Resets the scanner back to it's initial state, as if it was brand new.

scanner.scan('Hello')

scanner.reset()

console.log(scanner.lastMatch)  // null

terminate(options)

Moves the scanner to the end of the scanner text.

The options argument is an object with the optional properties: | name | description | default | |:------|:----------------------------------------|:-------:| | clear | Whether to clear the match data as well | false |

const scanner = new YScanner('Hello')
scanner.terminate()

console.log(scanner.pos)  // 5

If you set the clear option to true, then the last matched text will be cleared and set to null as well.

const scanner = new YScanner('Hello, World!')

scanner.scan('Hello')
console.log(scanner.lastMatch)  // "Hello"

scanner.terminate({ clear: true })

console.log(scanner.pos)        // 5
console.log(scanner.lastMatch)  // null

updateMatch(match)

Takes a match string and updates the scanner as if it had just scanned that string.

This method should generally not be used, as the scanning methods already use it, but the option is provided for any weird edge cases where you need it.

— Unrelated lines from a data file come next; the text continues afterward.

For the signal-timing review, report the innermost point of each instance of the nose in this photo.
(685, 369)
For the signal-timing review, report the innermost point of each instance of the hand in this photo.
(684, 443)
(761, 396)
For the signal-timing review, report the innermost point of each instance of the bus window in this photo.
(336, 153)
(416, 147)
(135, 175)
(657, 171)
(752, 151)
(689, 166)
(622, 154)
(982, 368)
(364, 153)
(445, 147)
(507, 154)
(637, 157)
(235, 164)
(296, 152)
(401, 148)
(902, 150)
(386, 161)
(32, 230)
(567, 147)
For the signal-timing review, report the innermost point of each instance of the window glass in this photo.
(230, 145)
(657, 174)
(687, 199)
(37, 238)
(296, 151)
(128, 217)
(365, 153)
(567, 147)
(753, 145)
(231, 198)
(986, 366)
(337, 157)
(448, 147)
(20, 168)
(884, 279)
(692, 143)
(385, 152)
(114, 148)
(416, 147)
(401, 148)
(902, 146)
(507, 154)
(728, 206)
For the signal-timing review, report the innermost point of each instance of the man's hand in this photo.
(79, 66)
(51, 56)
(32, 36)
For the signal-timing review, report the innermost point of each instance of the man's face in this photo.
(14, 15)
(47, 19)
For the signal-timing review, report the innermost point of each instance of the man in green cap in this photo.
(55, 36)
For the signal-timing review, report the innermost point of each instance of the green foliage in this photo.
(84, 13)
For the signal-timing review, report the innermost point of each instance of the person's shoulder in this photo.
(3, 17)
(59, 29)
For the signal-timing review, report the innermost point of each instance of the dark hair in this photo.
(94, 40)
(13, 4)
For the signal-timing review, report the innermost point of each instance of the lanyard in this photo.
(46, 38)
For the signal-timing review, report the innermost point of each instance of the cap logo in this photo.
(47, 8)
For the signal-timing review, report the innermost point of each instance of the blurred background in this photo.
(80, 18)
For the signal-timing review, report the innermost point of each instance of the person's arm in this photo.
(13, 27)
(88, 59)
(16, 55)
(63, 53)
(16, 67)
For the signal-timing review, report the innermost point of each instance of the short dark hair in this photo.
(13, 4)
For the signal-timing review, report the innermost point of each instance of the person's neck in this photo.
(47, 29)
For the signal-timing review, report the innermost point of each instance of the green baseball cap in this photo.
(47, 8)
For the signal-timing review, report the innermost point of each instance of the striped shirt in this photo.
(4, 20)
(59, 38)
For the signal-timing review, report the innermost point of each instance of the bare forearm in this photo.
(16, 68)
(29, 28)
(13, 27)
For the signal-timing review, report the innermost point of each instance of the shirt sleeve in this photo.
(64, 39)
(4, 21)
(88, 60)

scanner.updateMatch('Hello')

console.log(scanner.lastMatch)  // "Hello"

unscan()

Reverts the scanner state to that of lastState, which is the previous scanner position.

scanner.scan('Hello')

scanner.unscan()

console.log(scanner.pos)  // 0

duplicate()

Creates a copy of the Y-Scanner instance. This will actually deep-copy the scanner, and not simply make a reference copy of it.

scanner.scan('Hello')

const newScanner = scanner.duplicate()

console.log(newScanner.lastMatch)  // "Hello"

Static Methods

backscan(text, pattern)

Scans the given input text from the end to see if the given option matches. (e.g. "I like eggs" would backwards match "eggs")

The text argument is the string of text to attempt to scan.

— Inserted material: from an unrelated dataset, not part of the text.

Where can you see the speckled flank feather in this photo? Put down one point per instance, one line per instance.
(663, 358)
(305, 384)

The pattern argument is a string or regular expression to try to match at the end of the text string.

This method will return an object with the following properties: | name | description | |:--------|:--------------------------------------------------------------| | result | The text matched at the end of the input (null if no match) | | newText | The input text with the match removed from the end |

As an example, let's say you are making a small language for programming the layout of something, and you want to see if some text you have ends with a certain kind of bracket:

const layout = 'Here is some text [This is a button]'
const brackets = /]|\)|}/

const endBracket = YScanner.backscan(layout, brackets)

console.log(endBracket)
/* { result: ']', newText: 'Here is some text [This is a button' } */

You may wonder: "Doesn't JavaScript have a method to check if a string ends with something?"

The thing that sets this method apart is that endsWith explicitly cannot use a regular expression, while backscan can. This allows for much more convenience and possible ways to use it, and you can give backscan a string or regex interchangably without any hassle.